Dilley, d'une capacité de 2.000 personnes, est l'un des deux centres de détention familiale pour immigrés au Texas (sud). Début février, les autorités y ont confirmé deux cas de rougeole, annonçant avoir suspendu toute nouvelle incarcération et placé les personnes concernées en quarantaine.
Entrés légalement par la frontière mexicaine sous l'administration Biden, "W", une Haïtienne de 34 ans, et son fils de deux ans ont demandé l'asile aux Etats-Unis. Ils se sont installés dans l'Ohio, mais lors d'un voyage à New York, ils ont été arrêtés par l'ICE et transférés à Dilley en octobre.
"Mon fils et moi sommes en prison. Il n'y a absolument aucune intimité", déplore-t-elle dans un témoignage recueilli en novembre par RAICES, faisant état de "lumières allumées 24 heures sur 24".
"Récemment il y a eu beaucoup de protestations quand des gens ont découvert des insectes sur les brocolis qu'ils nous servaient", obligeant la sécurité à intervenir pour ramener le calme, a-t-elle dit.
Egalement détenue en octobre à Dilley, Diana, une Colombienne dont la fille de 10 ans souffre de la maladie de Hirschsprung, une malformation digestive, a reproché aux autorités de l'établissement de refuser de lui fournir une alimentation adaptée.
Diana a alerté le personnel médical mais une médecin "m'a dit qu'ils n'étaient pas là pour répondre à mes besoins, que j'étais en détention et que leur seule responsabilité était de s'assurer que nous ne souffrions pas de faim", selon son témoignage.
- "Bien-être" -
L'entreprise privée CoreCivic, qui gère le centre, affirme faire de la santé et de la sécurité des détenus une "priorité absolue".
"Nos partenaires gouvernementaux de l'ICE partagent cette préoccupation et nous travaillons en étroite collaboration avec eux pour garantir le bien-être de toutes les personnes placées sous notre responsabilité", a déclaré l'entreprise dans un communiqué à l'AFP, assurant que toutes ont accès en permanence à un suivi médical.

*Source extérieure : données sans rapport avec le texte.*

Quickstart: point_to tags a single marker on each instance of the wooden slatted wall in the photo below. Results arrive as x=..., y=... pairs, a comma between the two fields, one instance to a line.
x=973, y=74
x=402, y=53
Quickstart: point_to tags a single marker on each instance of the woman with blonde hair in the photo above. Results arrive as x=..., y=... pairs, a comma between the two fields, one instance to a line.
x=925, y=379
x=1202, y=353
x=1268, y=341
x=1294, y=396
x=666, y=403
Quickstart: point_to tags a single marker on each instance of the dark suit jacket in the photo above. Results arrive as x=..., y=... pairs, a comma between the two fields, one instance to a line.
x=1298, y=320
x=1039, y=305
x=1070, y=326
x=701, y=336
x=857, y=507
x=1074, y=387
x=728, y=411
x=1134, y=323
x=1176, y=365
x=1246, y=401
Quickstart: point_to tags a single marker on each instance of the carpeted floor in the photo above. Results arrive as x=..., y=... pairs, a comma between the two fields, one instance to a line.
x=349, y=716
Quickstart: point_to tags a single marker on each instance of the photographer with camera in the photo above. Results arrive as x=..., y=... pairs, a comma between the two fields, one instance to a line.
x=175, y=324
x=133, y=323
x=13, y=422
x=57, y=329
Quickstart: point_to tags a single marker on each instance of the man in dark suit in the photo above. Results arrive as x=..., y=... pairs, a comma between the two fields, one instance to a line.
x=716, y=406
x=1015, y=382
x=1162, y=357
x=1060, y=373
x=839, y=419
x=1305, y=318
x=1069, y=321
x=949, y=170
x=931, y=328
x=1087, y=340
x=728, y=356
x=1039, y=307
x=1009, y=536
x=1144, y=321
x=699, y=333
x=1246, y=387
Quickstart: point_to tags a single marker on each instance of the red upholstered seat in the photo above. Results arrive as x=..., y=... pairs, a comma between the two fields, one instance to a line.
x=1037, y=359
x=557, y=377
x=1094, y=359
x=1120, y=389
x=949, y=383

Quant à la famille de l'auteur présumé de l'attentat dans le Colorado, Mohamed Sabry Soliman, le gouvernement Trump justifie son maintien en détention à Dilley par une éventuelle connaissance de ses intentions.
Lui-même comme sa femme, Hayam El Gamal, ou ses enfants, âgés de 5 à 18 ans, assurent pourtant depuis le début qu'il a agi sans en avoir avisé qui ce soit.
"Nous voudrions tellement avoir été au courant de son effroyable projet, pour pouvoir l'empêcher de faire du mal à autrui", confie l'aînée, Habiba, dans un texte manuscrit publié le 28 janvier par leur avocat, Eric Lee.
"Il faudrait que tout le monde se lève pour dire que détenir des familles pendant de longues périodes indéfinies devrait être illégal", écrit-elle. "Cet endroit pourrait être supportable pendant 20 jours au maximum, plus que cela est très dur."